Boxoffice trading execs fire back in D.C.

Cantor, Media Derivatives chiefs shoot down MPAA claims

Top executives of the two firms under attack by most major movie studios and others in Hollywood over plans to create futures commodity markets based on boxoffice returned fire Thursday during a House subcommittee hearing in Washington.

Richard Jaycobs, president of the Cantor Futures Exchange, said his firm expected opposition but not "the inaccurate, over-reaching and extraordinary claims of gambling, manipulation and commercial damage made by the six largest studios' trade association, the MPAA."

Jaycobs said that despite the vehement response from much of official Hollywood, the proposal does have support from some movie companies. He cited a letter sent April 16 by Lionsgate vice chairman Michael Burns to the Commodity Futures Trading Commission.

He quoted Burns as writing, "We believe a market in domestic boxoffice receipts would substantially widen the number and breadth of financing sources available to the motion picture industry by lowering the risk inherent in such financing."

Burns and Max Keiser in 1996 founded the Hollywood Stock Exchange, which trades movie futures as a game, not for real money. Burns became vice chairman of Lionsgate in 2000, and HSX was sold to Cantor Exchange parent Cantor Fitzgerald a year later.

Thursday's hearing was held by the Subcommittee on General Farm Commodities and Risk Management, which oversees the CFTC.

Robert Swagger, chairman and CEO of Media Derivatives, complained that the MPAA was late in bringing up concerns, saying, "More than four months after the close of the comment period for the DCM application, the MPAA and several other entertainment industry associations filed ... objections."

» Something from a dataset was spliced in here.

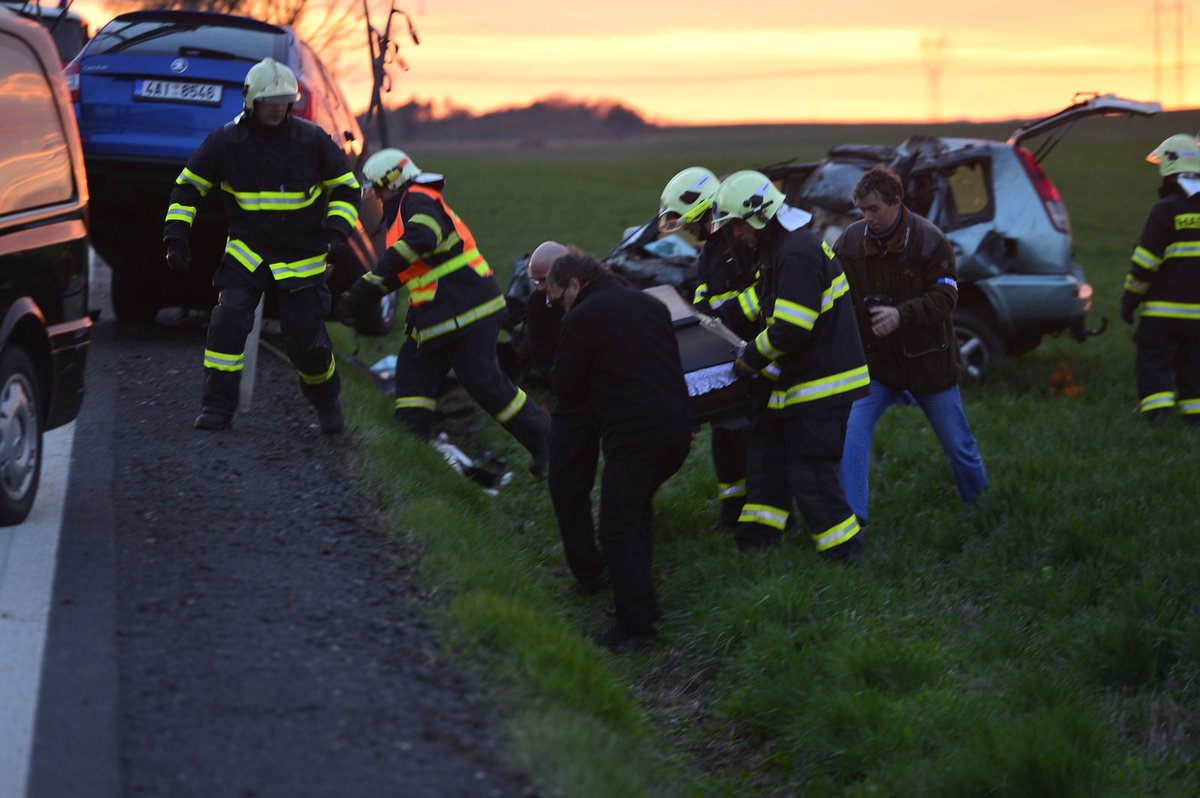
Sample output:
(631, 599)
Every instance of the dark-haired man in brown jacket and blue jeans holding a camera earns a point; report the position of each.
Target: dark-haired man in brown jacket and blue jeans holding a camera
(904, 283)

Swagger said the thinking that movie futures would tarnish the industry because it would be seen as a form of "legalized gambling" is incorrect.

"Nothing could be farther from the truth, and MDEX has no interest in disparaging the reputation and integrity of Hollywood," he said. "The notion that a regulated futures contract tarnishes an industry and is tantamount to legalized gambling is not only outdated but parochial and baseless."

Jaycobs and Swagger said that a futures market would provide a way for the movie business to hedge their investments.

"The availability of risk management contracts can provide a level of confidence and free-up financing capacity," Swagger said.

Among those disagreeing at the hearing were interim MPAA chief Bob Pisano and IATSE international representative Scott Harbinson, who also spoke for the DGA.

"We strongly oppose approval of these proposed contracts," Pisano said, "because they are nothing more than gambling contracts that lack any of the characteristics of legitimate futures contracts, fail to serve any public interest and will harm all parts of the motion picture industry."

He said futures markets would not be a reliable indicator of boxoffice numbers because "trying to forecast boxoffice numbers prior to a motion picture's release without the benefit of the nonpublic information that is closely held by studios ... is arbitrary."

Pisano said such a market would encourage piracy by those trying to get an early look at a movie and that, in any case, no one who makes movies would go "short" because it would violate their contracts with talent and business partners and damage their reputation.

Harbinson said the whole premise of movie futures trading is false.

"I fear that the misperception that there is easy money to be made in Hollywood is what we are addressing today," he said. "This new risk would not be generated by the people who spent years and invested millions making the film; rather it would be generated by those who are likely to have no real stake in seeing the film succeed. ... Their goal is to make money for themselves."

Should the CFTC fail to act, Harbinson and Pisano called on Congress to get involved, a reference to action Wednesday in the Senate in which an amendment that would stop boxoffice futures trading was added to a major Wall Street reform bill.

Also on Thursday, five Senators, including Barbara Boxer and Dianne Feinstein of California and Al Franken of Minnesota, wrote a letter asking the CFTC to withhold approval of movie futures trading at a time when Congress is considering banning all derivatives. The letter said Hollywood reps claim "these contracts would increase their exposure by imposing new legal liability" and not be a hedge that would "allow them to control their risk exposure."

Although the CFTC has approved creation of the two exchanges, the next battle will be over approval of the products to be sold -- a contract that expires before a movie opens in the case of Media Derivatives and one that runs until a month after release for Cantor.

Congressional concern was implied in a comment by Rep. Kurt Schrader, D-Ore., a member of the House subcommittee, who called movie futures "sheer folly" in the aftermath of the derivatives crisis.

The CFTC now has until June 7 to decide on whether to approve the first product from Media Derivatives. In the meantime, the Senate bill prohibiting movie futures trading still faces a full Senate vote and then must pass the House, and both must be reconciled, a process that could take weeks or months to play out.